Compass Information Centre has recently announced that bus route Northlink 8 Guelph–Hamilton, frequently used by students, will cease to operate on Friday, Dec. 20, 2013.

Aboutown had been running the route in affiliation with Compass since August 2010, however due to the influx of fuel and insurance costs and decreasing presence for inter-city operations, the route was forced to be pulled. “We receive no subsidization from any government source for inter-city and mass transits,” said Jeff Sich, Northlink Coordinator.

Any signage regarding the route has quickly been removed at Compass in the hopes that students will help inform the community. “The timing is not good for the students, because they are all on exams obviously,” said Debbie Good, Compass Manager. “We just want to make sure that students are not expecting that service to be there.”

Along with the Guelph-Hamilton route, all other inter-city routes through Aboutown will also cease on the same day. Students still looking for transportation in the area will still be able to use GO Transit and Greyhounds, which both run at comparable prices to the Aboutown route.

“We have received a couple of emails regarding the cancellation that was announced on Friday, Dec. 13, 2013,” said Sich. “We anticipate more in the New Year. All are disappointed with the announcement.”

Full refunds for customers who purchased tickets for future use will be available at Compass until Jan. 17, 2014.

J.J. Bardoel
Silhouette Intern

Humanities has introduced a new honours program to McMaster, Justice, Political Philosophy and Law, following approval from the Ontario Ministry of Training, Colleges and Universities. The program is the outcome of two years of steady preparation from the Department of Philosophy.

The program went through a long process of approval from department faculty, the university and the ministry. Those advocating for the program creating a detailed brief outlining the programs structure, aims of the courses and benefits for students involved, as well as the unique traits the program could potentially bring to the campus.

“In our case, the consistency with President Deane's Forward With Integrity was an important part of the case we made for the JPPL,” said Chair of the Department of Philosophy, Elisabeth Gedge. “The JPPL Program will instantiate the values set out in FWI in a unique way.”

The main focus for students in the JPPL program will be to help develop an understanding of law and legal institutions, as well as perspective on political and moral theories. The ideologies will be reflected throughout the wide range of courses available, ranging from law and global politics to feminist jurisprudence and human rights.

The majority of students already involved with the program are currently aiming to attend law school, although Gedge emphasized that JPPL will also prepare students for potential careers in other fields, including politics, philosophy, human rights or public policy. “More broadly, JPPL should appeal to any student interested in becoming an informed and engaged Canadian and global citizen,” she said.

The centralized focus on law with the heavy emphasis on philosophical reflection and theology make the program unique in Canada.

Those in the program say the program’s feasibility is based on its faculty; the Department of Philosophy currently has two faculty members with law degrees, and a professor who is Chair in Constitutional Studies.
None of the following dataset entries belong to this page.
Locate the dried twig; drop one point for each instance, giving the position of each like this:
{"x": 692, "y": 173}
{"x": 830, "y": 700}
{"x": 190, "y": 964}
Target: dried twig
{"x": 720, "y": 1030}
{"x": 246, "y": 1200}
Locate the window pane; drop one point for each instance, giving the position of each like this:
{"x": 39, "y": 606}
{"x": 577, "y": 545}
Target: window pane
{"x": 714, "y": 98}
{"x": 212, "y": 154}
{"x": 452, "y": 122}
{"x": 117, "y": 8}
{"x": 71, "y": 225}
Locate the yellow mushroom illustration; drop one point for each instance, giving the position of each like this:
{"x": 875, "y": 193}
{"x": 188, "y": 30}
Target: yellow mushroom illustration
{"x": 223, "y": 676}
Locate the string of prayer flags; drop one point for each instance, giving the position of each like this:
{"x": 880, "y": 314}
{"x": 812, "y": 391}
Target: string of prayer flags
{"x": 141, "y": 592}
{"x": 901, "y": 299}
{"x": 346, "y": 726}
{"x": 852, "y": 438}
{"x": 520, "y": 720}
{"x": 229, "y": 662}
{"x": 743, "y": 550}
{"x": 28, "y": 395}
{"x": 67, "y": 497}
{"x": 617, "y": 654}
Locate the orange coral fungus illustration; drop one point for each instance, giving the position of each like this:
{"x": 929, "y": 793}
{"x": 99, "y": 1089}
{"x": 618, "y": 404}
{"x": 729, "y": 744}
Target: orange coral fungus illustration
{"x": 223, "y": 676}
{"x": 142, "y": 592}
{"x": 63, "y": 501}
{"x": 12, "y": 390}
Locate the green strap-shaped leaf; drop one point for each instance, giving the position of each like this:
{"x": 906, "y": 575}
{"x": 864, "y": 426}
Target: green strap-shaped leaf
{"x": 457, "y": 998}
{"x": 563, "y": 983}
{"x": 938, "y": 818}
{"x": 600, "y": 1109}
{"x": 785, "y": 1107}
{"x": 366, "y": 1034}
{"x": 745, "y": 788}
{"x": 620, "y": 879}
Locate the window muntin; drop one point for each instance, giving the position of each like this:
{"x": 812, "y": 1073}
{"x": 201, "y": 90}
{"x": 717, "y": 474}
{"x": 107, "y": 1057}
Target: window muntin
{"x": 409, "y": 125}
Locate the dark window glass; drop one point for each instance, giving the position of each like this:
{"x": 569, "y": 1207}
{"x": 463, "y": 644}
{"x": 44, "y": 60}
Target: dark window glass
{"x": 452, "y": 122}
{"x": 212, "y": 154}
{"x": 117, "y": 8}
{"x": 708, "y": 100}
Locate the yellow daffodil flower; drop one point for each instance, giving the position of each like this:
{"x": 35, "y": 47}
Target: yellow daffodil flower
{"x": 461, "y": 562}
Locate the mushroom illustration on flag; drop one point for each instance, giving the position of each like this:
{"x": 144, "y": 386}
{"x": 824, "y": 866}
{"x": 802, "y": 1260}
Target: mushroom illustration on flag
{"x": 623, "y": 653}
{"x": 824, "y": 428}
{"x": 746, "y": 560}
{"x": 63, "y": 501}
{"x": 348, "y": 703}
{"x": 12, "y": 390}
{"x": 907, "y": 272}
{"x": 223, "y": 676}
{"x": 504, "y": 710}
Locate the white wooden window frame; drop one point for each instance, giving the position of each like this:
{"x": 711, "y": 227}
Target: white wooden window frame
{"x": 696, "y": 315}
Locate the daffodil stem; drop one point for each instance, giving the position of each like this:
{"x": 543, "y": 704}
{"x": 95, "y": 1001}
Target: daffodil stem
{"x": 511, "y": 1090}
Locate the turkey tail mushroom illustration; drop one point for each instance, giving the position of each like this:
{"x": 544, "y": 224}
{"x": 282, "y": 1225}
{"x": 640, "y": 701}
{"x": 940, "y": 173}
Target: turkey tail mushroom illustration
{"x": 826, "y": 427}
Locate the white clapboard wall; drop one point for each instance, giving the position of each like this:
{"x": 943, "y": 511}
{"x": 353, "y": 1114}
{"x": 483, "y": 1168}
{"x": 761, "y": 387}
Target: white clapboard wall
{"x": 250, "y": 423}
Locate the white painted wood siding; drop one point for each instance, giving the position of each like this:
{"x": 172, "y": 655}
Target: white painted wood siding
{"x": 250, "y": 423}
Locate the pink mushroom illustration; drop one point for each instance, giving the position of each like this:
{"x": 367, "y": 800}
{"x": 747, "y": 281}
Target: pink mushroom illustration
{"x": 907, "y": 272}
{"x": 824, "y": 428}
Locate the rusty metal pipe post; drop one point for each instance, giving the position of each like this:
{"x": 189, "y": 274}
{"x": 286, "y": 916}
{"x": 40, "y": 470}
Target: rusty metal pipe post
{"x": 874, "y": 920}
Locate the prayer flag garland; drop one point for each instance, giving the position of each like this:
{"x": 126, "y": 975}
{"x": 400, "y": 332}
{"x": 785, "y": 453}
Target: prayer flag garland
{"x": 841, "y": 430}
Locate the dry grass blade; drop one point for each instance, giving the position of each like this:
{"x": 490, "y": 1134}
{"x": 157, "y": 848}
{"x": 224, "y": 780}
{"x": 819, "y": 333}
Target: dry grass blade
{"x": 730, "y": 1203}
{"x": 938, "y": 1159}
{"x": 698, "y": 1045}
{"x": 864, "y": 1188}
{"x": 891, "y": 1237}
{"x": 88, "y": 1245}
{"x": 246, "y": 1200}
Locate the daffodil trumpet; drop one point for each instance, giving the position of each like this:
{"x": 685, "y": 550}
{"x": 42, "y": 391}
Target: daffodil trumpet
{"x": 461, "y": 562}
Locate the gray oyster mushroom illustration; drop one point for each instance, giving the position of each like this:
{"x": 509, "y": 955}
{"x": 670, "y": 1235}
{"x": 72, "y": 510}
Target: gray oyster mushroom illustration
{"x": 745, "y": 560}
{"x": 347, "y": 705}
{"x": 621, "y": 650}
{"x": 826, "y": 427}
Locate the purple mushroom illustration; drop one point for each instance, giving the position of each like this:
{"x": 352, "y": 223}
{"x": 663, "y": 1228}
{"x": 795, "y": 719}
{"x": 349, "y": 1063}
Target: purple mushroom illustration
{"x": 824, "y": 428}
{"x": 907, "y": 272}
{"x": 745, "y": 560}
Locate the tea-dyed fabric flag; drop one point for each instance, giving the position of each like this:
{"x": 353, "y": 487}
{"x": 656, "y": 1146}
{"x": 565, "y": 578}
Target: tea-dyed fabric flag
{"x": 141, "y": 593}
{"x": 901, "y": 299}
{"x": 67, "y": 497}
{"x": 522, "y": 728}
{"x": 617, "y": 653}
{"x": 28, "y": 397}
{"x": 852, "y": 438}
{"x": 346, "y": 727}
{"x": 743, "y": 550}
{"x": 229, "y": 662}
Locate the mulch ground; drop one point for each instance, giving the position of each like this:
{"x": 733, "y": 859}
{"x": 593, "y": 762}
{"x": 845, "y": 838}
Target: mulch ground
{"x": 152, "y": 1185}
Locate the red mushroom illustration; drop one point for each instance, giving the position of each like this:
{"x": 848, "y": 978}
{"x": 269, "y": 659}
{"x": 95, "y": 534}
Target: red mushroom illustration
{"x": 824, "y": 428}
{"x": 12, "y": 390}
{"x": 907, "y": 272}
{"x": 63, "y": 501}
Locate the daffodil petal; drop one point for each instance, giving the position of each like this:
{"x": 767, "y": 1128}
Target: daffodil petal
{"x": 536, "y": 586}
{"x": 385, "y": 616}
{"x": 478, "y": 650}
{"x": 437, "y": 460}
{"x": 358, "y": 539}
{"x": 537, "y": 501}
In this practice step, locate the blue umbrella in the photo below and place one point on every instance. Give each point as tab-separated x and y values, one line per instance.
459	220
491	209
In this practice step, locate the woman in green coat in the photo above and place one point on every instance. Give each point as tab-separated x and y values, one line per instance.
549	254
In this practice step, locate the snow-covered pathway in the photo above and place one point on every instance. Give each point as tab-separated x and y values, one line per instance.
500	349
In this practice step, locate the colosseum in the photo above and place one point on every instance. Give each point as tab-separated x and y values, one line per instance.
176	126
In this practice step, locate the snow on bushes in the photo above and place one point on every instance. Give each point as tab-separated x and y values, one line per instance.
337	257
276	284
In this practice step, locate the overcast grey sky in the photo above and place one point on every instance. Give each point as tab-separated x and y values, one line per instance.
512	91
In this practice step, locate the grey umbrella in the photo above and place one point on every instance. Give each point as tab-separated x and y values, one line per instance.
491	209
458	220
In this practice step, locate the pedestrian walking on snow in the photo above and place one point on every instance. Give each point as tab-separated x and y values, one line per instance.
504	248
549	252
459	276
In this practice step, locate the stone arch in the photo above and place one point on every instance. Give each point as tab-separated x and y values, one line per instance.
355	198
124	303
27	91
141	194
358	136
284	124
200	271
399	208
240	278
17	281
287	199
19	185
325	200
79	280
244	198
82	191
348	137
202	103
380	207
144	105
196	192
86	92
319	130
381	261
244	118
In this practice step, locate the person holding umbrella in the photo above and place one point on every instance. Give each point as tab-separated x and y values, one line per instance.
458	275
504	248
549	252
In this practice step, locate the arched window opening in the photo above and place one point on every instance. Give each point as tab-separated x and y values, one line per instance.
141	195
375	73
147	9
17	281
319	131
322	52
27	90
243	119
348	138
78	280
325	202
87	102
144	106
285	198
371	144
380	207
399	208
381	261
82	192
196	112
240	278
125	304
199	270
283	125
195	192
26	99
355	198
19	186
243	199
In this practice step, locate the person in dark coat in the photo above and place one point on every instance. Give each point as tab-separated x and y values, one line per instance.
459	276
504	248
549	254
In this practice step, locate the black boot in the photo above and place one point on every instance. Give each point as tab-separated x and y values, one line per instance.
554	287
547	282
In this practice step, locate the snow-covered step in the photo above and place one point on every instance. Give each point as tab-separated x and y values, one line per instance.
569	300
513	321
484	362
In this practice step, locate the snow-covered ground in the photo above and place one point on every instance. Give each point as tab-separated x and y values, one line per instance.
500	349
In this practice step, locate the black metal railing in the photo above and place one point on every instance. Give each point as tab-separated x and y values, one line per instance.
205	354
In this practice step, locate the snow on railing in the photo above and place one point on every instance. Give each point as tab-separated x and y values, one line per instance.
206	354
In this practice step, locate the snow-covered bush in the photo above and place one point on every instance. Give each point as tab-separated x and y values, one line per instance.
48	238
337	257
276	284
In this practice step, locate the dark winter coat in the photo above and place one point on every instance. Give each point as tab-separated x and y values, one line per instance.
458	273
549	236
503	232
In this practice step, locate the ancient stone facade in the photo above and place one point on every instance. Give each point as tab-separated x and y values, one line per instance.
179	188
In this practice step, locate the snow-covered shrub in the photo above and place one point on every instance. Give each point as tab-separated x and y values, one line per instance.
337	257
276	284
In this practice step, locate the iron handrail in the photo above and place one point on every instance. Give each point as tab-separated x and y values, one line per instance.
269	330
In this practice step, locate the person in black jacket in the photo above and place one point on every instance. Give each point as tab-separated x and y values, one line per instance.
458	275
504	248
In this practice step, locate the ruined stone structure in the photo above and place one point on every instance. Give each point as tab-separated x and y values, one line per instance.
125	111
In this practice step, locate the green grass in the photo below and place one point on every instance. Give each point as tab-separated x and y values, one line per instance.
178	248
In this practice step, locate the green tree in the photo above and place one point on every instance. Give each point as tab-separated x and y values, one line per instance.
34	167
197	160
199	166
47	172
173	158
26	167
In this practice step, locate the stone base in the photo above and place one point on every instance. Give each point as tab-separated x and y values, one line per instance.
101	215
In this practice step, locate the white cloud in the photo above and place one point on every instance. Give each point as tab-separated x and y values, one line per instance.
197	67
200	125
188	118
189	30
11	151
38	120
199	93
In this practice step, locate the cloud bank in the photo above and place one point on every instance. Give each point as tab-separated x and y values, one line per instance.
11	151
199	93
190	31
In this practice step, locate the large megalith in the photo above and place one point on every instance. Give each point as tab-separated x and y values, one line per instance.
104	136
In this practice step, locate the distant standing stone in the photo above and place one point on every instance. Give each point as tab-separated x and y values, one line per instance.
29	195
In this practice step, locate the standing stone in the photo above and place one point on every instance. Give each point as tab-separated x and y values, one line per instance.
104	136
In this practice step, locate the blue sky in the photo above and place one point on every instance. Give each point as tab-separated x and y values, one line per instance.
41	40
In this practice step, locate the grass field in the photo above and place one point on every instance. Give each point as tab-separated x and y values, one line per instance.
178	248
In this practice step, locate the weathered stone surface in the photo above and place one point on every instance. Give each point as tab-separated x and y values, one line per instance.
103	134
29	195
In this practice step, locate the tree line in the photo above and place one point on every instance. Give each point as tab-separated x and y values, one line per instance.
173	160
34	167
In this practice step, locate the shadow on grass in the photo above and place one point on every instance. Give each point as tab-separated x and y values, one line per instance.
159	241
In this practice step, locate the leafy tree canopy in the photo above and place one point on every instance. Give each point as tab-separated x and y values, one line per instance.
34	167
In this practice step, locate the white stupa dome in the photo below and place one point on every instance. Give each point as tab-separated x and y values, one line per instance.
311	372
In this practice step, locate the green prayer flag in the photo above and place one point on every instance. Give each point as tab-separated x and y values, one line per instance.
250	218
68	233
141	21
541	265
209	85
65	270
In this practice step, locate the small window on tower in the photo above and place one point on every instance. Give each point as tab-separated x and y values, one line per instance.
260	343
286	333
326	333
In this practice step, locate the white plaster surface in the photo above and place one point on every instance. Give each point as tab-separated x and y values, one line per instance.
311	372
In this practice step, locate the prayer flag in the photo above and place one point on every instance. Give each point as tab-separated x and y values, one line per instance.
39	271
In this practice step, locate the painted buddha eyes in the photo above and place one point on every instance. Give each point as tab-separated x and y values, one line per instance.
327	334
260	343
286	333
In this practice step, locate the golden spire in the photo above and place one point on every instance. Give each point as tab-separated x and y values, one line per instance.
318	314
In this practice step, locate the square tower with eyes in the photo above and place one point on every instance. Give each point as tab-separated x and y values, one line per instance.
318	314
“It builds on strengths we currently have in the Philosophy department in areas of legal philosophy, political philosophy and applied ethics,” said Violetta Igneski, assistant professor in the Department purchase propecia of Philosophy.

The program hopes to offer experience and opportunities for internships, placements and community engagements in legal clinic, round tables and immigrant centres. Senior undergraduate students will also have the benefit of the Department of Philosophy’s active membership in the Ontario Legal Philosophy Partnership, a joint agreement between the philosophy departments of McMaster, York University and Osgoode Hall Law School, which allows for constant collaboration between the three parties.

In order to qualify for the program, students are recommended to complete Humanities I with at least three units of Level I philosophy, along with submitting a supplementary application form in March of their first year in McMaster. Enrolment will be limited, with roughly 60 students expecting to be admitted.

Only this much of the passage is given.